Sexual sin must be addressed in context of relationships in which we can be loved at the very core of our being.

 

 3. Dealing with Relational Pain

The final issue that drives sexual sin is a failure to deal with relational pain in a healthy way. Many people, but men in particular, struggle with this issue and have difficulty appropriately expressing emotions like fear, anger, sadness or disappointment in healthy ways.

People who keep emotions to themselves, or feel unworthy or isolated are at risk. They use pornographic images to anesthetize the pain they are experiencing inside. The body of Christ needs to be a safe place for those who struggle with sexual sin. The church must balance grace and confrontation in such a manner that it leads to repentance and restoration.

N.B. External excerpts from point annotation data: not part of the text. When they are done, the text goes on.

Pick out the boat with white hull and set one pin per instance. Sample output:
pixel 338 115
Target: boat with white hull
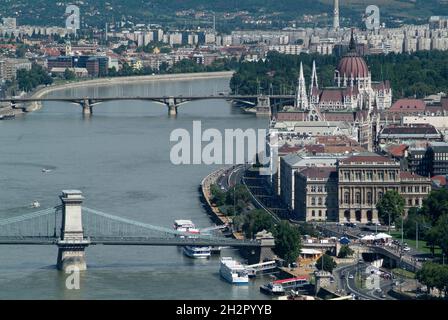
pixel 197 252
pixel 233 271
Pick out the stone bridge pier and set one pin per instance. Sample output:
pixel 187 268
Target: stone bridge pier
pixel 86 107
pixel 72 244
pixel 172 106
pixel 263 108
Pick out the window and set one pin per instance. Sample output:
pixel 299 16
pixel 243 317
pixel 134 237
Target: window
pixel 358 197
pixel 347 197
pixel 369 197
pixel 392 175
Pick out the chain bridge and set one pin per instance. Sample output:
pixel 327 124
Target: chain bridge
pixel 73 227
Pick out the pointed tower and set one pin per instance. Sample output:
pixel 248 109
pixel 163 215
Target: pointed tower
pixel 314 85
pixel 336 15
pixel 301 97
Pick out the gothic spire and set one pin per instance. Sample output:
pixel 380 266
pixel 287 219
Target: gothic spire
pixel 352 45
pixel 301 97
pixel 314 83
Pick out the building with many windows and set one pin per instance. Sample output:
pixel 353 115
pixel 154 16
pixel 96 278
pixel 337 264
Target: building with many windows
pixel 350 191
pixel 437 156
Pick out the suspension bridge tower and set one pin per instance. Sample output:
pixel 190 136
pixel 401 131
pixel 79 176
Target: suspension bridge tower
pixel 72 244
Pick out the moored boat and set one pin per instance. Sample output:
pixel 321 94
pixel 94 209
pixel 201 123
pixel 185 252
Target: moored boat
pixel 186 226
pixel 197 252
pixel 233 271
pixel 280 287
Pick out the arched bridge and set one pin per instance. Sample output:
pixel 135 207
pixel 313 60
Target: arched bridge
pixel 73 227
pixel 262 102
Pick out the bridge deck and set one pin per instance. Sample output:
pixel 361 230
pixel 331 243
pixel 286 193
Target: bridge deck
pixel 132 241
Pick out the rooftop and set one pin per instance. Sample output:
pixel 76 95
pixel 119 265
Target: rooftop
pixel 367 157
pixel 320 173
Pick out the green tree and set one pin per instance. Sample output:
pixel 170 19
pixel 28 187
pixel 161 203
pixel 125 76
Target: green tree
pixel 434 276
pixel 442 231
pixel 287 241
pixel 390 207
pixel 432 237
pixel 218 195
pixel 328 263
pixel 345 252
pixel 436 205
pixel 256 221
pixel 69 74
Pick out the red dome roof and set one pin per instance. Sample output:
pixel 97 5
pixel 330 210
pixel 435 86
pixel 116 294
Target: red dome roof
pixel 352 64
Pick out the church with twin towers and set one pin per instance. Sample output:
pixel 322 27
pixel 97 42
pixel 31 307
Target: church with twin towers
pixel 354 98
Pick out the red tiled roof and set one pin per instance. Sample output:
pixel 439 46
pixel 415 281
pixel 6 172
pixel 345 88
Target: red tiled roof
pixel 367 158
pixel 333 95
pixel 291 116
pixel 415 129
pixel 408 105
pixel 320 172
pixel 384 85
pixel 441 180
pixel 444 103
pixel 286 149
pixel 339 116
pixel 315 148
pixel 406 175
pixel 397 150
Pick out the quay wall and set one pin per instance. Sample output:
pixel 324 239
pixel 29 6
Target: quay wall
pixel 217 216
pixel 101 82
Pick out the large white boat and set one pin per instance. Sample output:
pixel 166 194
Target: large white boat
pixel 279 287
pixel 185 226
pixel 233 271
pixel 198 252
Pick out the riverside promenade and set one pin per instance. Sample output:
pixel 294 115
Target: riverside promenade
pixel 105 82
pixel 206 196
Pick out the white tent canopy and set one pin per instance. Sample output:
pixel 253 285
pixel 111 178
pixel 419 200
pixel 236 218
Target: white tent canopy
pixel 368 238
pixel 382 236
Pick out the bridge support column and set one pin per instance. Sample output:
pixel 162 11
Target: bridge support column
pixel 264 251
pixel 263 106
pixel 86 107
pixel 172 107
pixel 72 244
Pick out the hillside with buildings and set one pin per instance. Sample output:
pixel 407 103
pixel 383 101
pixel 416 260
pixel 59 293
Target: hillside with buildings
pixel 246 14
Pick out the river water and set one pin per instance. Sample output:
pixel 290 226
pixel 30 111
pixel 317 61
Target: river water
pixel 119 159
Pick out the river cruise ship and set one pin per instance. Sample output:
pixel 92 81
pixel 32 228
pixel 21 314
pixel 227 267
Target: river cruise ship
pixel 233 271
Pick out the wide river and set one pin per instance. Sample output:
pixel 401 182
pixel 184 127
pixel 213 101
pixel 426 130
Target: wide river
pixel 119 159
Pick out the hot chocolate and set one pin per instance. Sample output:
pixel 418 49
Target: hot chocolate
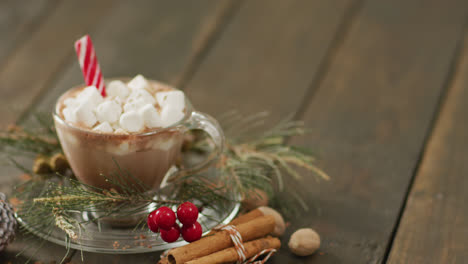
pixel 138 127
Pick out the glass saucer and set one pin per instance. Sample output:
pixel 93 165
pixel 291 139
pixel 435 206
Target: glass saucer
pixel 102 237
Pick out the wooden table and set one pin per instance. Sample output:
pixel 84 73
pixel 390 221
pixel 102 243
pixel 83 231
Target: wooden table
pixel 382 84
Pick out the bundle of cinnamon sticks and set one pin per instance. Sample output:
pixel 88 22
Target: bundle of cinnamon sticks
pixel 217 246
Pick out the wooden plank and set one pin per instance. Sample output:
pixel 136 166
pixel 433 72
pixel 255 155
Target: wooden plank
pixel 29 69
pixel 18 20
pixel 309 27
pixel 158 39
pixel 369 119
pixel 267 57
pixel 434 227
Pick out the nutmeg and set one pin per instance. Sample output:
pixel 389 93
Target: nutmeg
pixel 280 225
pixel 59 163
pixel 41 165
pixel 304 242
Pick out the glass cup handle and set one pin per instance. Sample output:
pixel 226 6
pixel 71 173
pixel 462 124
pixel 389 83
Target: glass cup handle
pixel 208 124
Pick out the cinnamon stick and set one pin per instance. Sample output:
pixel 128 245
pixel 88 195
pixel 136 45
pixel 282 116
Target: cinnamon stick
pixel 251 230
pixel 247 217
pixel 229 255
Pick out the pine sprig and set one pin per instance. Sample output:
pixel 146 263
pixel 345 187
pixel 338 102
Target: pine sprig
pixel 255 157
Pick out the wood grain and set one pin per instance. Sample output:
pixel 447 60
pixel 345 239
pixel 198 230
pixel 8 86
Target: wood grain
pixel 29 69
pixel 434 227
pixel 267 57
pixel 308 18
pixel 31 63
pixel 18 19
pixel 155 38
pixel 369 120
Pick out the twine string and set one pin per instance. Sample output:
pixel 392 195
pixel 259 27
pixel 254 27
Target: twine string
pixel 240 249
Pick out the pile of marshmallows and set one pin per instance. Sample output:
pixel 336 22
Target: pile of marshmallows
pixel 127 108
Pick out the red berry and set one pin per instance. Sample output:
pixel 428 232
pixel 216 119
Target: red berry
pixel 187 213
pixel 151 221
pixel 165 218
pixel 172 234
pixel 192 232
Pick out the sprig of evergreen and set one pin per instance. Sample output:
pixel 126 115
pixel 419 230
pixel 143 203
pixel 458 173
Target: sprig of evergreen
pixel 255 157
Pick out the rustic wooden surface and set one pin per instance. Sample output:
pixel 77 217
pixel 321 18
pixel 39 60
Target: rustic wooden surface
pixel 380 83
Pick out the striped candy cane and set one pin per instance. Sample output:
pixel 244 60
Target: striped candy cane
pixel 89 64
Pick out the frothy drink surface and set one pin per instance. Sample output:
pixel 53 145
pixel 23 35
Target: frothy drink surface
pixel 131 127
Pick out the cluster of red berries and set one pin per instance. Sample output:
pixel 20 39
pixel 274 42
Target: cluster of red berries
pixel 163 220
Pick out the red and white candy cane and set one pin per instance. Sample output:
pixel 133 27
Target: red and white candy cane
pixel 89 64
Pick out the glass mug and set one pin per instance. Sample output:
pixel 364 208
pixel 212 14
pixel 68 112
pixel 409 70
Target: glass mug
pixel 95 157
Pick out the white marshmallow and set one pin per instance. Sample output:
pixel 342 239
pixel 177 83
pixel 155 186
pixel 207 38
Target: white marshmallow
pixel 170 116
pixel 103 127
pixel 174 99
pixel 131 121
pixel 142 95
pixel 108 111
pixel 120 131
pixel 84 114
pixel 91 96
pixel 134 104
pixel 69 114
pixel 150 116
pixel 71 102
pixel 118 89
pixel 138 82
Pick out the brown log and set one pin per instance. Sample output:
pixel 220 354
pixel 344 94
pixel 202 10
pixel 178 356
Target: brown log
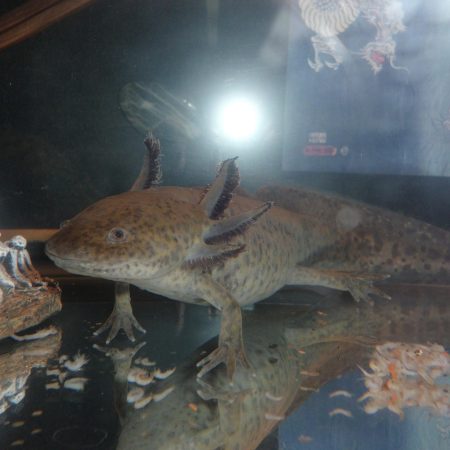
pixel 26 308
pixel 33 17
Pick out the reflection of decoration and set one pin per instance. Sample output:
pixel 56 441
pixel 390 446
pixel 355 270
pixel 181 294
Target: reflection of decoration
pixel 16 365
pixel 329 18
pixel 34 16
pixel 407 375
pixel 26 299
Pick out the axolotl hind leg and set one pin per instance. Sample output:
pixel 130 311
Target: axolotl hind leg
pixel 359 284
pixel 231 348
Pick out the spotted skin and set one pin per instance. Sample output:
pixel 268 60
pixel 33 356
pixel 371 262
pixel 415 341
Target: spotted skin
pixel 154 239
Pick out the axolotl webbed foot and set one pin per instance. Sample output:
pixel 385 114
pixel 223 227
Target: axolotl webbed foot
pixel 223 354
pixel 122 316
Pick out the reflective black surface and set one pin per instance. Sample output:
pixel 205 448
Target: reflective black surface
pixel 303 346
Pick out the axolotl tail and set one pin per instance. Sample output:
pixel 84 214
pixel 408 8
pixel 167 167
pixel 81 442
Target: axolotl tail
pixel 370 239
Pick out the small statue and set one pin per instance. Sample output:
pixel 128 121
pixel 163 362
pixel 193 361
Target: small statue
pixel 16 269
pixel 18 263
pixel 7 285
pixel 26 299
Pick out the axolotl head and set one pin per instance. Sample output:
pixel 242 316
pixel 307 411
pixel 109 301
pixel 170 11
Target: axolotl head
pixel 141 235
pixel 135 235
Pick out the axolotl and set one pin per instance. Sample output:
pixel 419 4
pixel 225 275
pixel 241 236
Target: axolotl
pixel 210 247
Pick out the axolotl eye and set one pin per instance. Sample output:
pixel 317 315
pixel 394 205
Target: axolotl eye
pixel 117 235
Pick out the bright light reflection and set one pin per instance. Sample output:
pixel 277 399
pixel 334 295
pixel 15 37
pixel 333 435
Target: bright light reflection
pixel 238 119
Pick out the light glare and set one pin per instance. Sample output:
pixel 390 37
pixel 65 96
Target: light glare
pixel 238 120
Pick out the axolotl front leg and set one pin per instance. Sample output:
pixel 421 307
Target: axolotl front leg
pixel 231 347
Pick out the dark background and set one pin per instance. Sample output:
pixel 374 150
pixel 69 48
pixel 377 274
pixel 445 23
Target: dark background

It has been said “the young man who rings the door at the brothel is unconsciously looking for God.” The same can be said of those in our culture who pursue sex and pornography outside of God’s design. Our hope and prayer is that the church begins dealing with these issues as Jesus did. He dealt with what was transpiring in the “heart,” not merely behavior.

Sexual sin is an attempt to connect in a distorted way. May the church be a safe place where those who are broken and hurting can come and kneel and the feet of Jesus and receive healing and restoration.